Bodegas Muga is a family-owned winery established in 1932 in Haro, La Rioja, Spain by Isaac Muga and his wife Aurora Caño. Their children, Manuel and Isacín, picked up the baton to carry the winery into its second generation, however it is truly the current third generation responsible for modernizing the estate. Manuel’s sons Manuel, Juan, and Eduardo look after management of the estate, sales, and marketing, whereas Isacín’s sons Jorge and Isaac work in viticulture and winemaking. In recent past, Jorge shifted toward more complex blending in his wines by utilizing typically 20-30% of native varieties besides Tempranillo, particularly Garnacha, Graciano, and Mazuelo. For all of their wines, Muga utilizes classical winemaking methods and fermentation, aging, and storage is accomplished in oak barrels produced by their very own cooperage. The wines are racked using gravity every four months and before bottling they are fined using egg whites. Some of the wines (such as the one I’m reviewing today) are bottled unfiltered.
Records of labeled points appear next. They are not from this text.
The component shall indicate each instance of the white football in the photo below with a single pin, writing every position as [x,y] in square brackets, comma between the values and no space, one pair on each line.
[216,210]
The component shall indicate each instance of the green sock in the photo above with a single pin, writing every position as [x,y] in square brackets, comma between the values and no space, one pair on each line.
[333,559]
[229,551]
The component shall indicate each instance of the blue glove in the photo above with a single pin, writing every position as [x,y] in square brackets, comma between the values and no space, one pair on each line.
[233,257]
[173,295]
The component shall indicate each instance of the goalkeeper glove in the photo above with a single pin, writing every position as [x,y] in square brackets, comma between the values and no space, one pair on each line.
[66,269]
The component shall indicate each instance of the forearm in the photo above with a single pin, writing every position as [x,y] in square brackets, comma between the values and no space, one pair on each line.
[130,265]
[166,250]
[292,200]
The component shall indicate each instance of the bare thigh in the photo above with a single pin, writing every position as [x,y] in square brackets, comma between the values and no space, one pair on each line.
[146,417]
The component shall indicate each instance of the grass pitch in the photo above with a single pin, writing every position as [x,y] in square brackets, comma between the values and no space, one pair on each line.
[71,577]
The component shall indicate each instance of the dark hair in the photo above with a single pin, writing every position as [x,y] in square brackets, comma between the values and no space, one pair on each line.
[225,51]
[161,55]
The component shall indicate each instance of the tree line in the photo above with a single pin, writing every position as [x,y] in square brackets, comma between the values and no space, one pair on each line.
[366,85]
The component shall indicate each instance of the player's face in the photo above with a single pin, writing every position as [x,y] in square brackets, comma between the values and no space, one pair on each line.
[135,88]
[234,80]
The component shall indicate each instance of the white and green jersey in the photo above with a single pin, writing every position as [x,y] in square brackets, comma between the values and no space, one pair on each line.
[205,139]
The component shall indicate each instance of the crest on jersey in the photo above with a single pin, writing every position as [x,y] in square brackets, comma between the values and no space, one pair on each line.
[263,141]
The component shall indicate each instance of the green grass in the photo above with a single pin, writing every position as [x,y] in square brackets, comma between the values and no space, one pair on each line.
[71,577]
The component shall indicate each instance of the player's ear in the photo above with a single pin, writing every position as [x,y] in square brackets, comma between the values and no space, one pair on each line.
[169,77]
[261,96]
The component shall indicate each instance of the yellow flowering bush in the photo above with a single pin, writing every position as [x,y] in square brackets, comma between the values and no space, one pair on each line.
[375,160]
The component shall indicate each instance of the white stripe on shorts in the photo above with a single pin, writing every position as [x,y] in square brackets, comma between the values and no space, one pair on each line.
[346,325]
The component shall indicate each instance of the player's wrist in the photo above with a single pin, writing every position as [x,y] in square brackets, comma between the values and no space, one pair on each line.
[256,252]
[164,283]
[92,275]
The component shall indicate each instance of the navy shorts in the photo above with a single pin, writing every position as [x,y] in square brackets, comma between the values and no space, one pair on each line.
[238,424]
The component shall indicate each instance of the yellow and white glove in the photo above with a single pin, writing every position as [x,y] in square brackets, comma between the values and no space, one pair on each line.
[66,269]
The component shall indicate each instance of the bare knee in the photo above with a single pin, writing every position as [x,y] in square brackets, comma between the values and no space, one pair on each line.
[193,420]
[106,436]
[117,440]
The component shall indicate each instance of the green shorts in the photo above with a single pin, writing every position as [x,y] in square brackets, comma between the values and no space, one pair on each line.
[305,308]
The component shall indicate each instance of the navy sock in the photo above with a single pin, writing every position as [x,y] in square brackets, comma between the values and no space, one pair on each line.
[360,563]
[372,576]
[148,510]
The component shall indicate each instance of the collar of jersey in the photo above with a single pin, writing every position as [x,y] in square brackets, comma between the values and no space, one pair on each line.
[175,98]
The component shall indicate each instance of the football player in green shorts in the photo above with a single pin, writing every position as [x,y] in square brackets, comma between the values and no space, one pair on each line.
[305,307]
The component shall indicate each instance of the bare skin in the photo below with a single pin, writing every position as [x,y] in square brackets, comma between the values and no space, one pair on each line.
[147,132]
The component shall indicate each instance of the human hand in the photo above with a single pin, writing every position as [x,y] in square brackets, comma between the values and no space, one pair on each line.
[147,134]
A relatively large winery, Muga owns 250 hectares of vineyards and produces roughly 1.5 million bottles of wine annually. With their vineyards planted to Tempranillo, Garnacha, Mazuelo, Graciano, Viura, and Malvasía, Muga’s portfolio includes a broad range of wines from White and Rosado to Red Rioja Reservas and Cava (sparkling). You can visit their website here.

Today’s Wine: 2013 Rioja Reserva

70% Tempranillo, 20% Garnacha, 10% Graciano & Mazuelo; 14% ABV

The 2013 Rioja Reserva is nearly fully opaque medium ruby in color. I decanted this for about an hour and the nose opens to express aromas of black cherry, plum, blackberry, purple and blue florals, leather, charred earth, tar, chocolate, vanilla, and oak. On the palate, I get notes of blackcurrant, blackberry, cherry, black raspberry, cola, tobacco, slate, dried rocky earth, green herbs, and smoky mineral. This wine is medium- to full-bodied with medium (+) acidity, dusty medium tannins, and a long finish.

Price: $25 ($16-$18 in Europe). This is an incredible value that drinks with refined elegance now but still has gas in the tank to go another 5+ years. Pair this with roasted pork loin, veal, lasagna, or Manchego cheese.